This post was originally published on this site

@roger_scully

Although much political attention in Wales at the moment appears to be focussing on elections within parties, the Welsh Political Barometer poll has also continued to ask the public about levels of electoral support for the parties.

 

With the troubles of Brexit looking ever larger, and internal difficulties facing all of our main political parties, what impact has any of this had on how people would vote?

 

First, let’s look at voting intentions for a general election. This is what our new poll suggests are the latest levels of public support (with changes on the last such Barometer poll, in March, in brackets):

 

Westminster Voting Intention

 

Labour: 44% (-2)
Conservatives: 31% (-2)
Plaid Cymru: 13% (+2)
Liberal Democrats: 5% (+1)
UKIP: 3% (-1)
Others: 3% (no change)

 

Clearly, these numbers show only small changes from our previous poll. Indeed, all of the changes are within the normal polling ‘margin of error’. For all the turmoil in current UK politics, very little of this is currently feeding through into transformed levels of party support.

 

Nonetheless, while the changes shown here are small, Plaid Cymru will be relatively pleased to see their support levels well above the eight percent we recorded in September. Meanwhile, Labour continues its slow drift down in support since a post general election high point last year.

 

Using the standard method of projecting electoral results from poll figures, by computing uniform national swings since the last general election, these figures suggest that absolutely no seats would change hands at a general election. All of them would be retained by the party that won them at the general election.

 

That would give a general election the following overall outcome:

 

Labour: 28 seats

Conservatives: 8 seats

Plaid: 4 seats

 

What about voting intentions for the National Assembly? YouGov found the following support levels for each party on the constituency ballot (with changes since the last Barometer poll again indicated in brackets):

 

National Assembly Constituency Voting Intention

 

Labour: 38% (-1)
Conservatives: 28% (no change)

Plaid Cymru: 21% (-1)
Liberal Democrats: 6% (+2)
UKIP: 4% (-1)

Others: 3% (+1)

 

As with Westminster, for the National Assembly we see limited changes since our last poll. Labour support is now five points lower than it was in the autumn – indicating that the similar decline we have seen in its Westminster voting intention since the general election is a broad, though modest, decline in support. Nonetheless, Labour retains a substantial lead, and at a higher level of support than it won in the last Assembly election in 2016. The Liberal Democrats may be cheered to see some evidence of a small increase in their vote – but it is a small improvement, and from a very low base.

 

Once again using the uniform national swing method to project changes since the 2016 Assembly election suggested by this poll suggests that two constituencies would change hands: the Conservatives would gain both the Vale of Clwyd and Vale of Glamorgan from Labour.

 

What about the regional vote? YouGov got these results (with changes on the March Barometer poll again in brackets):

 

National Assembly Regional Voting Intention

 

Labour: 37% (+1)
Conservatives: 25% (-2)
Plaid Cymru: 22% (+1)
Liberal Democrats: 5% (+1)

UKIP: 5% (-1)

Others: 7% (no change)

 

Making allowance for the constituency results already projected, and using once more the assumption of uniform national swings since 2016, these poll findings generate the following projected results for the regional list seats:

 

North Wales: 2 Plaid, 1 Conservative, 1 Labour
Mid & West Wales: 2 Labour, 1 Conservative, 1 Plaid
South Wales West: 2 Conservative, 2 Plaid
South Wales Central: 2 Conservative, 2 Plaid
South Wales East: 2 Plaid, 1 Conservative, 1 UKIP

 

This, in turn, projects the following overall result for the National Assembly:

 

Labour 28 seats (25 constituency, 3 regional)
Conservative 15 seats (8 constituency, 7 regional)

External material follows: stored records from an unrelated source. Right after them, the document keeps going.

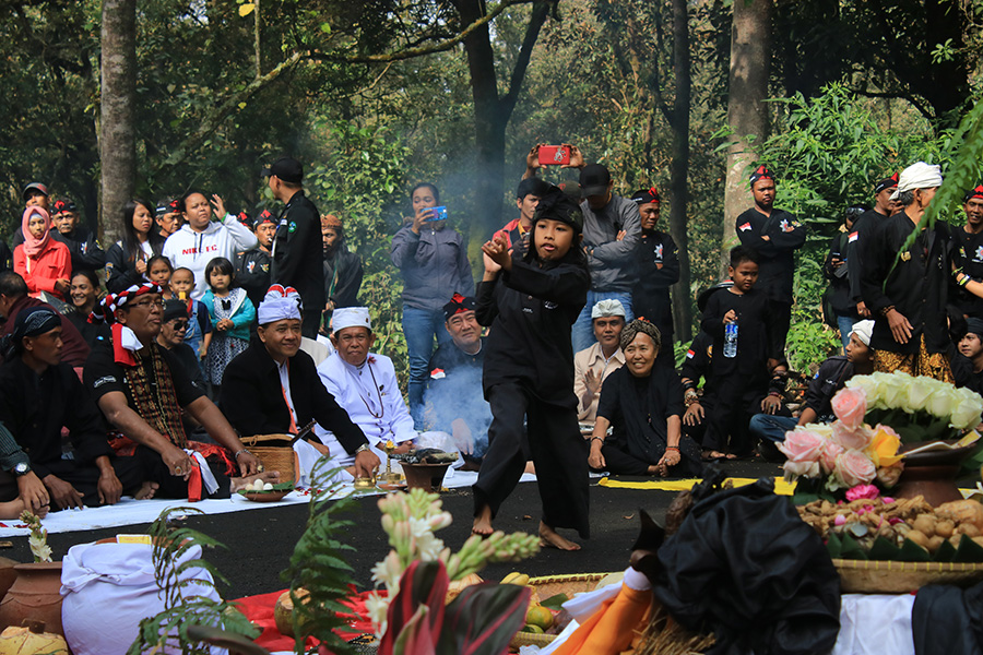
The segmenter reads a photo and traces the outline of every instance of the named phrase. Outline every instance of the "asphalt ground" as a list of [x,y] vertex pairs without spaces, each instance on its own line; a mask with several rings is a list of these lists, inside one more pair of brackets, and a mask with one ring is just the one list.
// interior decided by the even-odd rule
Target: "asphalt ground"
[[[762,462],[733,462],[725,464],[725,468],[733,477],[781,475],[780,466]],[[616,479],[643,478],[621,476]],[[656,521],[662,522],[665,510],[676,493],[611,489],[596,486],[596,481],[592,480],[591,487],[591,538],[583,540],[576,533],[561,531],[565,536],[579,541],[581,550],[561,552],[543,549],[532,559],[522,562],[489,565],[479,575],[486,580],[500,580],[511,571],[537,576],[624,570],[628,564],[629,549],[638,536],[639,509],[644,509]],[[353,511],[347,515],[355,525],[341,537],[341,540],[355,547],[355,550],[345,555],[345,560],[354,569],[352,582],[359,588],[371,587],[371,568],[389,552],[386,533],[379,523],[378,499],[379,497],[363,497],[356,500]],[[451,513],[454,522],[440,531],[438,536],[452,550],[458,550],[471,535],[471,489],[451,489],[442,493],[441,499],[443,509]],[[241,513],[189,516],[186,525],[226,546],[225,549],[206,551],[205,559],[228,579],[228,587],[221,587],[221,593],[226,598],[239,598],[286,587],[280,573],[289,562],[294,545],[304,532],[307,515],[306,504],[273,505]],[[495,527],[505,532],[534,534],[538,521],[540,497],[536,485],[524,483],[519,485],[502,505]],[[120,533],[139,534],[147,527],[149,524],[141,524],[52,534],[48,536],[48,545],[58,559],[76,544],[87,544]],[[32,561],[27,537],[13,537],[12,541],[13,547],[0,550],[0,556],[21,562]]]

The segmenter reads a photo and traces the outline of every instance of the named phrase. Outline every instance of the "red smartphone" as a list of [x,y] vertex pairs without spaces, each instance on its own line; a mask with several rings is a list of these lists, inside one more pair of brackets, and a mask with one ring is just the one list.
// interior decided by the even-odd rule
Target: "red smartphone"
[[540,166],[560,166],[570,163],[570,148],[566,145],[541,145]]

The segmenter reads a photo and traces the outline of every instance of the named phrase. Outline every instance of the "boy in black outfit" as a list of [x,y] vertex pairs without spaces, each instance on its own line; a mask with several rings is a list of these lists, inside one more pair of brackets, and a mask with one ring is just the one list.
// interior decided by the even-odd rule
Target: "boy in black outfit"
[[[744,246],[731,250],[729,274],[734,286],[710,297],[701,323],[713,337],[704,392],[712,398],[703,437],[703,454],[709,460],[751,455],[750,417],[761,410],[774,414],[781,406],[781,398],[768,393],[769,369],[778,362],[771,354],[769,298],[754,288],[758,253]],[[737,325],[737,348],[731,357],[725,348],[727,324]]]

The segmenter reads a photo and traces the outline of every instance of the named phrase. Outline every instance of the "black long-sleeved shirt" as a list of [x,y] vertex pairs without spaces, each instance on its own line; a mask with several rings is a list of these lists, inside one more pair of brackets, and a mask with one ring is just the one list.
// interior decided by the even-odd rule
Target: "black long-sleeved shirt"
[[324,246],[318,209],[297,191],[284,207],[273,237],[272,284],[292,286],[305,311],[321,311],[324,298]]
[[[635,249],[638,282],[631,291],[635,315],[644,317],[662,332],[664,343],[673,336],[673,303],[670,287],[679,282],[676,242],[663,231],[642,231]],[[662,265],[660,269],[659,265]]]
[[805,243],[805,226],[784,210],[771,210],[771,216],[766,216],[751,207],[737,216],[737,238],[761,257],[755,287],[759,293],[792,303],[795,251]]
[[111,456],[102,414],[72,368],[62,362],[38,376],[20,357],[0,366],[0,421],[10,429],[39,478],[61,461],[61,428],[79,462]]
[[[861,245],[864,264],[861,290],[874,315],[871,347],[875,350],[908,355],[917,350],[922,335],[929,353],[945,353],[949,347],[946,324],[952,279],[949,230],[941,221],[933,229],[922,230],[895,265],[898,251],[914,229],[915,224],[908,214],[899,212],[877,223]],[[911,338],[907,344],[895,341],[883,315],[883,310],[890,306],[911,323]]]
[[570,329],[587,305],[590,273],[570,263],[540,267],[512,259],[477,289],[475,317],[492,325],[482,384],[518,382],[547,403],[577,407]]

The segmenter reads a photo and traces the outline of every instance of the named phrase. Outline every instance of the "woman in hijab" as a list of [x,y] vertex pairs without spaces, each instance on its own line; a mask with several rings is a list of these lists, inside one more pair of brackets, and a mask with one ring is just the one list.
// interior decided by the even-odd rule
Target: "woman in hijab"
[[672,368],[654,367],[661,342],[659,329],[644,319],[631,321],[621,332],[625,366],[601,391],[591,468],[615,475],[700,475],[700,449],[683,434],[679,377]]
[[24,210],[21,233],[24,242],[14,249],[14,272],[27,283],[32,297],[64,301],[71,289],[72,254],[68,246],[51,237],[48,211],[38,206]]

Plaid Cymru 15 seats (6 constituency, 9 regional)
UKIP 1 seat (1 regional)
Liberal Democrats 1 seat (1 constituency)

 

Overall, this poll is very much in line with that shown in recent Britain-wide polling, which suggests broad stability in support levels for the main parties. Labour’s position has slipped a little since the Corbyn surge in last year’s general election. But in Wales Labour remain well ahead.

 

Support for both the Conservatives and Plaid Cymru is holding steady in Wales. This can be seen in one of two ways: either that they are stagnant, or that whatever internal difficulties their Assembly parties have had in recent times, their support shows impressive resilience. In truth, it is probably best to see things as a mixture of both.

 

There is little joy for any other parties in the poll. UKIP are now looking at near or actual wipe-out in the next Assembly election. And while there are modest suggestions of an uptick in Liberal Democrat support in this poll, the party has a very long way to go before mounting a serious comeback.

 

 

The poll, for ITV-Cymru Wales and Cardiff University’s Wales Governance Centre, had a sample of 1031 Welsh adults and was carried out by YouGov from 28 June-2 July 2018.